In the midst of a depression, the Los Angeles City Council wants to create 30 empty storefronts where thriving businesses now reside and throw hundreds of people out of work. And that’s just in Venice. Throughout the city of L.A., thousands would be out of work, a good proportion no doubt would become homeless for lack of income. California’s unemployment rate is now 12.4 percent, the highest since 1940.
The animosity of the city council toward cannabis is apparently fueled by a discredited notion that it is a dangerous drug rather than a medicine that helps tens of thousands of the terminally ill and chronic pain sufferers.
On Jan. 26, the City Council passed 9-3 a mean-spirited ordinance that could eliminate all but one medical marijuana dispensary in Venice. Councilmember Bill Rosendahl was the only opposition to the measure. Two others, Bernard C. Parks, Jan Perry, voted against the measure because they felt it wasn’t strong enough.
The ordinance would ban dispensaries within 1,000 feet of a school, another indication that the city council considers cannabis to be a dangerous drug. No such rules apply to drug stores, where really dangerous drugs are routinely dispensed. The ordinance would set a goal of only 70 dispensaries in Los Angeles. There are far more dispensaries of alcohol, including liquor stores, grocery stores and bars; however, the City Council seems unconcerned about their proliferation.

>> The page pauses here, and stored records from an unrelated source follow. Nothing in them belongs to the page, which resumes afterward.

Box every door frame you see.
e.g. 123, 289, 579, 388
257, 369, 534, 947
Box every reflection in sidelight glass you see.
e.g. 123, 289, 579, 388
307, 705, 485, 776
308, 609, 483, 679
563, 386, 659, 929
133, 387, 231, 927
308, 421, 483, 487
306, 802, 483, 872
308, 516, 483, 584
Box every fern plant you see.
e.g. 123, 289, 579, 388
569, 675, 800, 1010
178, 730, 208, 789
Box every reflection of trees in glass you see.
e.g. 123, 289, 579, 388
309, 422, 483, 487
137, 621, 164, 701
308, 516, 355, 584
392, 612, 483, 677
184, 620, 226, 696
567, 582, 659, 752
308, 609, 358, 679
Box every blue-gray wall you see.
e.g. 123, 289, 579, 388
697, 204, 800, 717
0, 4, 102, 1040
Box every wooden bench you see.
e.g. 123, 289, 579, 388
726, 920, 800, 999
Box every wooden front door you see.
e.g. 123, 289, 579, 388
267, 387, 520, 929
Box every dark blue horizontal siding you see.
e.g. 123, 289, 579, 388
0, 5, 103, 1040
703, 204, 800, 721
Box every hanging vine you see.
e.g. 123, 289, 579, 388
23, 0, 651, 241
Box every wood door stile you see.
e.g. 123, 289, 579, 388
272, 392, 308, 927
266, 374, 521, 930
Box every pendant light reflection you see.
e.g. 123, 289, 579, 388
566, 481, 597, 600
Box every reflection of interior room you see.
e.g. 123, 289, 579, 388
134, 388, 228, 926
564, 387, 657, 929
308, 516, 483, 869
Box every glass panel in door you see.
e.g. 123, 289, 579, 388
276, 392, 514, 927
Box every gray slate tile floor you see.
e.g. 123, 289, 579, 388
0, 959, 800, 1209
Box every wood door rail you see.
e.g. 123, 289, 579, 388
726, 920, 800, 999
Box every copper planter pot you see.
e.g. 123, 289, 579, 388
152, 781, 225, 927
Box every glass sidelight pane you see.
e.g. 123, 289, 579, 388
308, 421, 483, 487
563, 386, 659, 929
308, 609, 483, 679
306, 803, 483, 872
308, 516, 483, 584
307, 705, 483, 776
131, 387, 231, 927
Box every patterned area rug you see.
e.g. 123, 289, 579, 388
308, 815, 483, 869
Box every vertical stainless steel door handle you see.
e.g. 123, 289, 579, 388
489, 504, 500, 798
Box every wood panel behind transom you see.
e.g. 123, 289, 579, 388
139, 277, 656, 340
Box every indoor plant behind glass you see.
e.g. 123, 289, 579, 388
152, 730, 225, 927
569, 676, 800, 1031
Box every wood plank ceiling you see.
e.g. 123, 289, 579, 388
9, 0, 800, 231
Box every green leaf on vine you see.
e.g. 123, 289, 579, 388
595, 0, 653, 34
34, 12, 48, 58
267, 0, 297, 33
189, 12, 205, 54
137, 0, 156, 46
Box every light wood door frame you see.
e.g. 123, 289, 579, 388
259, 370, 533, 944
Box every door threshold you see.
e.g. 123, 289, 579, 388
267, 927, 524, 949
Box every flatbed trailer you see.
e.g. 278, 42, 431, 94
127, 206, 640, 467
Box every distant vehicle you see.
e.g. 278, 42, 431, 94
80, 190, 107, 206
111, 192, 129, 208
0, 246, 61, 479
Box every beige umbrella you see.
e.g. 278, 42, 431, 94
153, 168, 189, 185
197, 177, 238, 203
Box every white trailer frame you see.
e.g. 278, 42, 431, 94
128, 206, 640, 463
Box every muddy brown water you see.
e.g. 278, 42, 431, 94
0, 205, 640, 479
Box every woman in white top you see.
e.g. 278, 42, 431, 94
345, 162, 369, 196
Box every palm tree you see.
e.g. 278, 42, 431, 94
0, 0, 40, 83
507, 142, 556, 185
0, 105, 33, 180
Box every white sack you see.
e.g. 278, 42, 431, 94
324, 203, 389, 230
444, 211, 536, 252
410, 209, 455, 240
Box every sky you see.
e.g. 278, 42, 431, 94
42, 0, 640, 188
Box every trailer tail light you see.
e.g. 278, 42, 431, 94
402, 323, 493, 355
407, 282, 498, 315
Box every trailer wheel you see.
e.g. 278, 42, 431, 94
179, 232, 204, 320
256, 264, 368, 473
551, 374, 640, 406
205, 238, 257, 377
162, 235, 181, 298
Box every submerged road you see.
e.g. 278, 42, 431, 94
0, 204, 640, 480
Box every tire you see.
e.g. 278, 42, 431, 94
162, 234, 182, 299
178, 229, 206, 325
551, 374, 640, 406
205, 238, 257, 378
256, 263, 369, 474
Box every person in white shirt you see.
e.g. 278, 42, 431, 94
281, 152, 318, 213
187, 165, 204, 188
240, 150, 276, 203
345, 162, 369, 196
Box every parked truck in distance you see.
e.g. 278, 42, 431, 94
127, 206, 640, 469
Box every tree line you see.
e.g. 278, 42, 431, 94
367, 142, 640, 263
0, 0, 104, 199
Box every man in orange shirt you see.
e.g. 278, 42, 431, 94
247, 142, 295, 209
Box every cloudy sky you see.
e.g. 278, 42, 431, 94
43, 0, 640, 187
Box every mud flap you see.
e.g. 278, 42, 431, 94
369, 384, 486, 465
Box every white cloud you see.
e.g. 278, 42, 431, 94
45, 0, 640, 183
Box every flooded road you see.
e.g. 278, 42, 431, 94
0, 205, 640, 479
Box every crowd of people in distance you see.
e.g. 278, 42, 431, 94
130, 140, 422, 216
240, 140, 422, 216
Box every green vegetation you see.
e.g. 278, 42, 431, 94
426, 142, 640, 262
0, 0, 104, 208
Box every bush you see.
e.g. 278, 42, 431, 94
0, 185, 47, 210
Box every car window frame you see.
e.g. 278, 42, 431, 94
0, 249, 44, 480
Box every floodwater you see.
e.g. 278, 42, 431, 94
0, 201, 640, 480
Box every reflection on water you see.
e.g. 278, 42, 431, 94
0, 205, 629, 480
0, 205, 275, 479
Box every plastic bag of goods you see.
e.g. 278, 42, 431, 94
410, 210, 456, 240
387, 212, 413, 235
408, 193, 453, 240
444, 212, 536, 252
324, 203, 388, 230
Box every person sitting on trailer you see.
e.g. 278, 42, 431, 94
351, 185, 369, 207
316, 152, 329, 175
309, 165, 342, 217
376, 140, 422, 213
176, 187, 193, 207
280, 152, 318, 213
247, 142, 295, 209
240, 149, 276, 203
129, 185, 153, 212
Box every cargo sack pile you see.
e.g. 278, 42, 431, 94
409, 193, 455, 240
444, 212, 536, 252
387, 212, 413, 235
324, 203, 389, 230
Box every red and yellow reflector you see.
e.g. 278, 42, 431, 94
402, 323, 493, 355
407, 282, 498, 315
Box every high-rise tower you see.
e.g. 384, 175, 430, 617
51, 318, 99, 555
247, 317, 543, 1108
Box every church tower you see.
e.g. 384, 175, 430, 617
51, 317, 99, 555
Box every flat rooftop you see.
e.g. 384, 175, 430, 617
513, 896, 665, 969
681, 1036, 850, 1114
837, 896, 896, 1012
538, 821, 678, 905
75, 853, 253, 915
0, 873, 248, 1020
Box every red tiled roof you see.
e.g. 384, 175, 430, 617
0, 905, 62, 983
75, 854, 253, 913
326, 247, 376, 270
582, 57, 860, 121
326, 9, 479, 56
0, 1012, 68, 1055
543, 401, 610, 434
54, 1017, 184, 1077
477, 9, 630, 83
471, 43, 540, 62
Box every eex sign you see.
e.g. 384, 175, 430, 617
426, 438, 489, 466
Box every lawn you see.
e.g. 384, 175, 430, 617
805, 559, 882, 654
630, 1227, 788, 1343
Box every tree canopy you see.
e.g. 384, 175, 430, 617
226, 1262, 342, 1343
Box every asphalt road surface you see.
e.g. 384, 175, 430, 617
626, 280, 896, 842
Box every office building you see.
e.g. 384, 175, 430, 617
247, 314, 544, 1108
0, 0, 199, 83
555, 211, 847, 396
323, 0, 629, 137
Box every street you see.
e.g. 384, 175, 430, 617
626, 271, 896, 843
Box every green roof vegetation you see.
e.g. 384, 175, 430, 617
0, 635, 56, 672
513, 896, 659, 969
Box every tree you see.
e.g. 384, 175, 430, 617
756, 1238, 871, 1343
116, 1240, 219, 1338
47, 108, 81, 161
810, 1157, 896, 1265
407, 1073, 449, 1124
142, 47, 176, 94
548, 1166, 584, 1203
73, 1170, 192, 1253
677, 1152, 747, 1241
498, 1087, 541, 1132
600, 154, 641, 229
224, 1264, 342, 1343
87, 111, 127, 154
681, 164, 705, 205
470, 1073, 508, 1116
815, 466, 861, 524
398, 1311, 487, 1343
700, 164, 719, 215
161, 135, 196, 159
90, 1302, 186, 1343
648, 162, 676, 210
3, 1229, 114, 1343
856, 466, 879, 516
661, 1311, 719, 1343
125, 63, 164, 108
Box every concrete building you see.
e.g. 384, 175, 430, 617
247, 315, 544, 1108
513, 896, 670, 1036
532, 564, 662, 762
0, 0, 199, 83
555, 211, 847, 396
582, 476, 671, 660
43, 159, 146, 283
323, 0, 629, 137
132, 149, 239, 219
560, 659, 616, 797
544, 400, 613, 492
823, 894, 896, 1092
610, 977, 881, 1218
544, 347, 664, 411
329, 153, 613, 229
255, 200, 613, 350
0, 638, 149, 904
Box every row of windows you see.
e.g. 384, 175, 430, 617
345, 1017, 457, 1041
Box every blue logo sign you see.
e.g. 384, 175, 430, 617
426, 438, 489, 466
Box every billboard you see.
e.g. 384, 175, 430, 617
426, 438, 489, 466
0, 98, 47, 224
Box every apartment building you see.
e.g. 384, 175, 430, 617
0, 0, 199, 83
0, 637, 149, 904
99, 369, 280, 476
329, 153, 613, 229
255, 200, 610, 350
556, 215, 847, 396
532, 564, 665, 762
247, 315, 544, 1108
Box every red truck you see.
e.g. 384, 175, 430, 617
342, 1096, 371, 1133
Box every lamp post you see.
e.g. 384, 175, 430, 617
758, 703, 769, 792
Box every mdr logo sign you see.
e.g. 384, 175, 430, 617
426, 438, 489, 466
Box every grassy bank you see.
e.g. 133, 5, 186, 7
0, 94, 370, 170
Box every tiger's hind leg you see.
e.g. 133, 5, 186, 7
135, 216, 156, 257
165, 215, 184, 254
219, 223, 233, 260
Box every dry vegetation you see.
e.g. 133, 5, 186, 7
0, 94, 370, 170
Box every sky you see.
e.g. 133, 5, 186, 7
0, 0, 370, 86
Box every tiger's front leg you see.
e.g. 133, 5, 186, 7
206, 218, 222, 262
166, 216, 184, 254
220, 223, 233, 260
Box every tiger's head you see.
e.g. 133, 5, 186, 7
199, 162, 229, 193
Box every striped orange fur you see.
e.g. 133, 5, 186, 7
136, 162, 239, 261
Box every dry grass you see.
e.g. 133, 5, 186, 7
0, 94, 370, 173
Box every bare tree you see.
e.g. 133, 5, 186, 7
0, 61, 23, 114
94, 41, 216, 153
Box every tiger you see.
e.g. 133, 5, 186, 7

No attempt was made by the city council to tailor the ordinance to the varying attitudes within the city. For instance, a number of Venetians have spoken out in support of the dispensaries and legalization of cannabis.
Rosendahl told the Beachhead that he had made a motion to leave it up to the various councilmembers to craft rules for their districts but that the motion had died for lack of a second. A lawsuit by the dispensaries has been promised to overturn the ordinance.
More evidence that the city council is on the wrong side of history came Jan. 29 when petitions were filed to put a proposition on the November ballot in California that would legalize and tax the sale of cannabis. More than two-thirds of a million Californians put their names on the petitions, thereby nearly guaranteeing that the initiative will qualify for the ballot.